Buna göre, işveren işçinin ücretini zamanında ödemezse, eksik öderse, primlerini eksik yatırırsa işçi iş akdini feshedebilir.
YARGITAY İŞÇİYİ HAKLI BULUYOR
Yargıtay 9. Hukuk Dairesi’nin 2017/18200 sayılı kararına konu dosyada, bir işçi, fazla mesai ücretlerinin eksik ödendiği, kendisine bazı belgeler imzalatıldığı, sigorta primlerinin eksik yatırıldığı gerekçesiyle iş akdini feshederek kıdem tazminatı talep etti. Yerel mahkemede savunma yapan işveren, ekonomik kriz nedeniyle iş yerinde kısa çalışma uygulaması kararı aldığını, eski Çalışma ve Sosyal Güvenlik Bakanlığı’nın 6 ay “kısa çalışma” izni verdiğini, ancak 6 aylık süre dolmadan kısa çalışmaya son verdiğini, tüm işçileri işbaşına çağırdığını, davacı işçinin işbaşı yapmadığını savundu. Yerel mahkeme işvereni haklı bularak, kıdem tazminatı talebini reddetti.
Dosyayı inceleyen Yargıtay 9. Hukuk Dairesi, işçinin fesih sebebi olarak fazla mesai ücretlerinin eksik ödenmesini, primlerinin eksik yatırılmasını, kendisine birtakım belgelerin imzalatılmasını gösterdiğine dikkat çekti. 4857 sayılı İş Kanunu’nun 24. maddesinin bu konuda işçiye iş akdini fesih hakkı verdiği vurgulanan Yargıtay kararında, “Davacı iş sözleşmesini, ücretlerinin yasaya ve sözleşmeye uygun ödenmemesi, çalışma koşullarının zorluğu nedeni ile haklı nedenle feshetmiştir. Kıdem tazminatı isteğinin kabulü gerekir” denildi.
İHBAR TAZMİNATI ALAMAZ
İş akdi feshinde işçi ve işverenin, belli bir süre önce karşılıklı bildirimde bulunması gerekiyor. Bildirim süresi, çalışması 6 aydan az olan işçilerde 2 hafta; 6 aydan 1.5 yıla kadar olan işçilerde 4 hafta; 1.5 yıldan 3 yıla kadar olan işçilerde 6 hafta; 3 yıldan fazla olan işçilerde ise 8 hafta olarak uygulanıyor. Bildirim şartına uymayan taraf, bildirim süresine ilişkin ücret tutarında tazminat ödemek zorunda. Buna, “ihbar tazminatı” deniyor.

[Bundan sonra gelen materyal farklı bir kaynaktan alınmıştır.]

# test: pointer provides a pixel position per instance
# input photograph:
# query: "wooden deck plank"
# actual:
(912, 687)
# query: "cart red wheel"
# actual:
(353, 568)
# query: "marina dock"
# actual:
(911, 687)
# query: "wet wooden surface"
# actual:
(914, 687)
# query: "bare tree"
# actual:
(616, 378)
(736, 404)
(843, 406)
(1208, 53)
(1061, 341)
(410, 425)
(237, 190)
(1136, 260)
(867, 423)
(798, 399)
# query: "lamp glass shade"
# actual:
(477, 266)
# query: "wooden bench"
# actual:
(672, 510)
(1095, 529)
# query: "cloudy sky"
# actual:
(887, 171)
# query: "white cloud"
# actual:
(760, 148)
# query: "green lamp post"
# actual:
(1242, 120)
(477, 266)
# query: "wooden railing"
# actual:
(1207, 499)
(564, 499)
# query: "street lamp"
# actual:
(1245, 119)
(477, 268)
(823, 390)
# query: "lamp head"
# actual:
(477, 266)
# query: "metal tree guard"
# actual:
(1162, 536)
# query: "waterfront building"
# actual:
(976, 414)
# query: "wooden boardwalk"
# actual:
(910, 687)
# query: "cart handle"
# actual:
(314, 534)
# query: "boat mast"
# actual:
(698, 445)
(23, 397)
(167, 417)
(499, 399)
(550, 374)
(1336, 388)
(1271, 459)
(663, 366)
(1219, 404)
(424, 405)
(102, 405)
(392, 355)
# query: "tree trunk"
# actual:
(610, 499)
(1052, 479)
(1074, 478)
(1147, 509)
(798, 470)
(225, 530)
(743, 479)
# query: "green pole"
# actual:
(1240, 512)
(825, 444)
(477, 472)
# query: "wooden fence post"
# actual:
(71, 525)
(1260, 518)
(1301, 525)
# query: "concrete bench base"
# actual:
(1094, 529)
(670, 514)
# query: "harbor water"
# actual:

İş akdinin işçi tarafından haklı nedenle feshinde ihbar tazminatı konusunda çoğunlukla kafa karışıklığı yaşanıyor. Haklı fesihte de işçinin ihbar tazminatı alabileceği düşünülüyor. Ancak, haklı fesih işçiye ihbar tazminatı alma değil, işverene ihbar tazminatı ödememe hakkı sağlıyor. Dolayısıyla, haklı fesihte işçi ihbar tazminatı alamaz ama işverene tazminat ödemek zorunda da kalmaz.